Most everyone I talk to today is about 40 - and that's probably not a coincidence. They were forming their sports loyalties when Bradshaw and the Steel Curtain dominated Super Bowls IX, X, XII and XIV.
"Christmas Eve, I saw a guy take a female Steelers fan's Terrible Towel and pee on it," Judy says. "Three years ago, a guy took a female fan's blanket and burned it. They're ruthless!"
The Steelers score. I head to the far end of the bar, past the subtler Pittsburgh supporters in T-shirts or hats, to where Dennis Gerlach and JoAnn Mason of Parma sit by the wall, wearing a Browns jacket and a Brian Sipe jersey, respectively.
Gerlach says he's not sure who to root for today. He was brought up to believe the Steelers were the "evil empire," but like most Browns fans, the words "Broncos" and "AFC title game" conjure terrible Fumble and Drive memories.
I ask about betrayal. Gerlach says being in a Steelers bar doesn't offend him. "The same thing happens in a lot of cities."
The crowd cheers. Jerome Bettis has delivered another touchdown. He wiggles his head to celebrate; the crowd cheers louder.
"If the Browns were in the playoffs, you'd see the same thing," Gerlach adds.
This is true. Browns Backers Worldwide, an organization run by the team, claims 45,200 members in 272 cities.
There's even a Browns bar in Pittsburgh: 50 to 70 Cleveland fans gather on fall Sundays at The Bridge on Carson, a bar in Pittsburgh's Southside neighborhood owned by a nonjudgmental New York Giants fan.

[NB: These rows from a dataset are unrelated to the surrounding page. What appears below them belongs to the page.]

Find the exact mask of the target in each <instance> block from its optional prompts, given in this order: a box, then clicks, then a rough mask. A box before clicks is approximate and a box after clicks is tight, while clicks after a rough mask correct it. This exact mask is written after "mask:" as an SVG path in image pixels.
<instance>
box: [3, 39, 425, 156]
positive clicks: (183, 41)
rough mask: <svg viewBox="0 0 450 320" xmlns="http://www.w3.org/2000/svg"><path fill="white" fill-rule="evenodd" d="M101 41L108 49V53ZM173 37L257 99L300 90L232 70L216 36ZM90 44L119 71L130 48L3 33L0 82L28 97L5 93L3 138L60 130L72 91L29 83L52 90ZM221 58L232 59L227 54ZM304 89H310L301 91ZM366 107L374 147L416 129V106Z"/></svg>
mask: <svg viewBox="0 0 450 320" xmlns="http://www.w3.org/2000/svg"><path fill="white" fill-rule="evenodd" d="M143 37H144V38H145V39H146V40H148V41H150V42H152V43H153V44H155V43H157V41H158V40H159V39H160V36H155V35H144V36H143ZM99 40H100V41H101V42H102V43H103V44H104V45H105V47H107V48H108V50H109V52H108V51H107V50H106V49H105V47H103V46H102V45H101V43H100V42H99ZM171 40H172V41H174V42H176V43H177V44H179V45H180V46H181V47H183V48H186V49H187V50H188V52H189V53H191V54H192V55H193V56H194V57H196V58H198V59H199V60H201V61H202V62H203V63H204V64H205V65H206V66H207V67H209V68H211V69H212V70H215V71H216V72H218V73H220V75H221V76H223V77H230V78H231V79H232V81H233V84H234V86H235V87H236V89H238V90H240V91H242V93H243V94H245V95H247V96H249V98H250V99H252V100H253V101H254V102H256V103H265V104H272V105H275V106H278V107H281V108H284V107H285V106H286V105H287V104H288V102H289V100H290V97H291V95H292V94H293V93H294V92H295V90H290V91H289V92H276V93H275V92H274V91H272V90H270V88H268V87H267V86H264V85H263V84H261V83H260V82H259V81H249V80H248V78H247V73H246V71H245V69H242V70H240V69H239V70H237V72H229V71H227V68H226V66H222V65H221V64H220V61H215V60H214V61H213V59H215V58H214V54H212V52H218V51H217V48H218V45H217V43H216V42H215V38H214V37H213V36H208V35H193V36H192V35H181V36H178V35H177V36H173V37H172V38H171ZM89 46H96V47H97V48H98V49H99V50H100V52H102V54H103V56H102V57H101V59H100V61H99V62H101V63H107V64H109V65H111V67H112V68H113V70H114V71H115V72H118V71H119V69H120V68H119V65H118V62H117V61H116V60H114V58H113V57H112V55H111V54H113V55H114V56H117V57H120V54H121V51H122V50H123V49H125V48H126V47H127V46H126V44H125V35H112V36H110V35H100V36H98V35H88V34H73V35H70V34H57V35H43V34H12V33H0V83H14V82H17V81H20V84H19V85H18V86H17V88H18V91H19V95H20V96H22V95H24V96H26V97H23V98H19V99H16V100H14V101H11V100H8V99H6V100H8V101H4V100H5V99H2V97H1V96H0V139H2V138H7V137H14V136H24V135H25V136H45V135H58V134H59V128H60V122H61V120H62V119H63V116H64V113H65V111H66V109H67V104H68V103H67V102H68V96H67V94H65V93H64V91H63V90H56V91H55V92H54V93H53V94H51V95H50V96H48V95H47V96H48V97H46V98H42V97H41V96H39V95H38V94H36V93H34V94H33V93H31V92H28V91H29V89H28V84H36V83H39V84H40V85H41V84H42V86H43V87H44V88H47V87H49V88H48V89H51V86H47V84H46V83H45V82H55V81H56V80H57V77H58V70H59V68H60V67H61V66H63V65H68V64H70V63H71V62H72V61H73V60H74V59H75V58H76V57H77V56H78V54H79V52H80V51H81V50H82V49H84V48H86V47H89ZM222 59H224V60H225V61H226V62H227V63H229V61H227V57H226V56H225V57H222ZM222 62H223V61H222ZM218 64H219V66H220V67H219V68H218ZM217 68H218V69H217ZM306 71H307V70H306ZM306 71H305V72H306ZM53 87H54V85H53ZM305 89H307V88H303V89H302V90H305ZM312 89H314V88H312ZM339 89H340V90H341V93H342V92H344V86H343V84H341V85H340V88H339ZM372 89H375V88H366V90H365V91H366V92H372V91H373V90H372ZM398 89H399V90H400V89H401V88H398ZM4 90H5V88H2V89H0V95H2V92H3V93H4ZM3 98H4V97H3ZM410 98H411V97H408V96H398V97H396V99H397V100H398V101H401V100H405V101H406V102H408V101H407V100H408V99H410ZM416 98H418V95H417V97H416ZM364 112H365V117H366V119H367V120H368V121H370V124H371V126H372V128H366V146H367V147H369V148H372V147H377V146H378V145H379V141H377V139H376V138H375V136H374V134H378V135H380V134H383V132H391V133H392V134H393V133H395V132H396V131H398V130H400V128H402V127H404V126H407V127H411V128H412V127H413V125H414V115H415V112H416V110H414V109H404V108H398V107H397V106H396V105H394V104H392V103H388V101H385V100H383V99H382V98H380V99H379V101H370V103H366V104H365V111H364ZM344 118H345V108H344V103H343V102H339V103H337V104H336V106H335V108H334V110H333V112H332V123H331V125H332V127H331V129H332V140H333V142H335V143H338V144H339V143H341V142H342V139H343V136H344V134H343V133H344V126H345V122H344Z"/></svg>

The Browns Backers watch the games in a private room, in "relative peace," says club member and Youngstown native Jeff Shirilla - avoiding the "taunts and jeers" they suffered at a bar they used to share with Steelers fans. "It was unbearable at points," Shirilla says - especially when the Pittsburgh fans would abandon their team's game to root against the Browns.

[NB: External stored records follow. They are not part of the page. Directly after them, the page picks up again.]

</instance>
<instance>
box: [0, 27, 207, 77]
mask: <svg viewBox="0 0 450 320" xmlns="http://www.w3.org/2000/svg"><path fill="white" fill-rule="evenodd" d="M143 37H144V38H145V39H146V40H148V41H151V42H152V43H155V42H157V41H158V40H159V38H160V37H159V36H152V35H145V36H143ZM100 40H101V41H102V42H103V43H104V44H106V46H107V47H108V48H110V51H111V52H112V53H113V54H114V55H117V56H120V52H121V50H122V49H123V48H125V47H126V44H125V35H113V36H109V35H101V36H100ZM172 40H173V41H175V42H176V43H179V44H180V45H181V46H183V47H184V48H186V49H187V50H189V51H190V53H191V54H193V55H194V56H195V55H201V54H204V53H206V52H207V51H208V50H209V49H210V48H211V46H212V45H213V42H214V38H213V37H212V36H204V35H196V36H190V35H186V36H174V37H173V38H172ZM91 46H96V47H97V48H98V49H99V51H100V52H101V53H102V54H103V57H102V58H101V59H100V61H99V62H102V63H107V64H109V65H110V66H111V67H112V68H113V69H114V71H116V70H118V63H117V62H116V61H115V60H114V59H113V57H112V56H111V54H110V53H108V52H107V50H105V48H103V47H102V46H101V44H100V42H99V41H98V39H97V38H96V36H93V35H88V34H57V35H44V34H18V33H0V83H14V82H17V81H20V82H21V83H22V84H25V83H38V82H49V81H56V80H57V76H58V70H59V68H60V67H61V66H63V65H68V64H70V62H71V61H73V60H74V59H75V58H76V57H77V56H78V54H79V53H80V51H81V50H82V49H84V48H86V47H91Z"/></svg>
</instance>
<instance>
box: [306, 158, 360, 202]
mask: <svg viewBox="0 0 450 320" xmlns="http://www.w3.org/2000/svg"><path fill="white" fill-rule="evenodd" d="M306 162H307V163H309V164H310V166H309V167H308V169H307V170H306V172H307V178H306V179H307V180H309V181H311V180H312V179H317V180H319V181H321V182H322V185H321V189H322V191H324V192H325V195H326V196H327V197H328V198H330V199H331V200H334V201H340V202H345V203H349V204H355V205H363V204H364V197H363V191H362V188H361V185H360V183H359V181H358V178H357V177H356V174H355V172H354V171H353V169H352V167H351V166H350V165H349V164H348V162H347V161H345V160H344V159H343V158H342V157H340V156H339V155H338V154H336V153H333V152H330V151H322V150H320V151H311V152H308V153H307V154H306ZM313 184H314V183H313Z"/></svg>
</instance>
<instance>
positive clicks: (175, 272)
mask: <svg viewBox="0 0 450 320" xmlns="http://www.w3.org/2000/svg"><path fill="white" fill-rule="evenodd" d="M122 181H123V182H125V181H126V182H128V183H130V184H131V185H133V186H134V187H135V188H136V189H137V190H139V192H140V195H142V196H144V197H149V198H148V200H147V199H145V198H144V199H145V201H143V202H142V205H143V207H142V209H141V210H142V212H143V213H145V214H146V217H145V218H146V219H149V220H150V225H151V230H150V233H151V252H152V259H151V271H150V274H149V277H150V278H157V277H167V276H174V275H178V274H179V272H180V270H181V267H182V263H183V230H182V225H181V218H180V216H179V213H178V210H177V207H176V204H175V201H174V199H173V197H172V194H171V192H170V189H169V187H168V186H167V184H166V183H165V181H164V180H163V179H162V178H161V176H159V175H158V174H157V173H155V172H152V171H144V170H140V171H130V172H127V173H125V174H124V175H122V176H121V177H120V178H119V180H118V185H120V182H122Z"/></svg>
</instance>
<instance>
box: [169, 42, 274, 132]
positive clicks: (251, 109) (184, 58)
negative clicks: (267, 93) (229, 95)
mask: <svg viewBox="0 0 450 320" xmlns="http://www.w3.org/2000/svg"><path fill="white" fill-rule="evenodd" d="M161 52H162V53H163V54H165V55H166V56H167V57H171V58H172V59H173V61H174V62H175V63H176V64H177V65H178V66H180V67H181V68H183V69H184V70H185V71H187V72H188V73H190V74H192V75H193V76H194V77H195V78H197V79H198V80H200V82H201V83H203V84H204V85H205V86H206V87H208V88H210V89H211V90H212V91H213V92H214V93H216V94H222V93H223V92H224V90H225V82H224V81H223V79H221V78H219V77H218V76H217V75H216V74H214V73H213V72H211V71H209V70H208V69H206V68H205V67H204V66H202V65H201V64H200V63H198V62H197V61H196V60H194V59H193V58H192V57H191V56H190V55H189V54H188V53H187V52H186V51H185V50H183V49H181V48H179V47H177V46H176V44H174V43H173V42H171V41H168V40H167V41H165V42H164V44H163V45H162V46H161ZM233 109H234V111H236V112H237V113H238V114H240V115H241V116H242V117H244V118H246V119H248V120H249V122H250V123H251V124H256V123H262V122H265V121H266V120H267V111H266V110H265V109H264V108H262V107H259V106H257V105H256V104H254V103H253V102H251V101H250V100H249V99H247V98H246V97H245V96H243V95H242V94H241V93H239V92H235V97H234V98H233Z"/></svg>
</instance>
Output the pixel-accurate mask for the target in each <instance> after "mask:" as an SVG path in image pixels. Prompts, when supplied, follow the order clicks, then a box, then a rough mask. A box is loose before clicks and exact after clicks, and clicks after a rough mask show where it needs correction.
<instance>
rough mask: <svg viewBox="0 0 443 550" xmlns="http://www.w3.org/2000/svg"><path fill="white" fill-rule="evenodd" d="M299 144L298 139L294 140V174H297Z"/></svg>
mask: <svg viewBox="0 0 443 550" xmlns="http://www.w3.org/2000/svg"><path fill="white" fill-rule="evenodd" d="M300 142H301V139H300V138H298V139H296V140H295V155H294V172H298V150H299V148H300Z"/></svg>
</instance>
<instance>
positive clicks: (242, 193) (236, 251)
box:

In the fourth quarter, with the Steelers up 27-10, Potopsky stands up, showing off his change of clothes: a black Pittsburgh jersey. The owner puts his arm around Pope Rooney. Then, right in front of his three wide-screens, he pours the contents of a silver Iron City Beer bottle onto his Steelers hard hat.
His conversion is complete.
"It's nice cheering for somebody that's winning," he tells me. "It's electric."
He hands me a full shot glass, links arms with me, and gets me to do a cherry-bomb shot with him.
Having fun? I ask.
"Absolutely," he says, and flashes a big grin.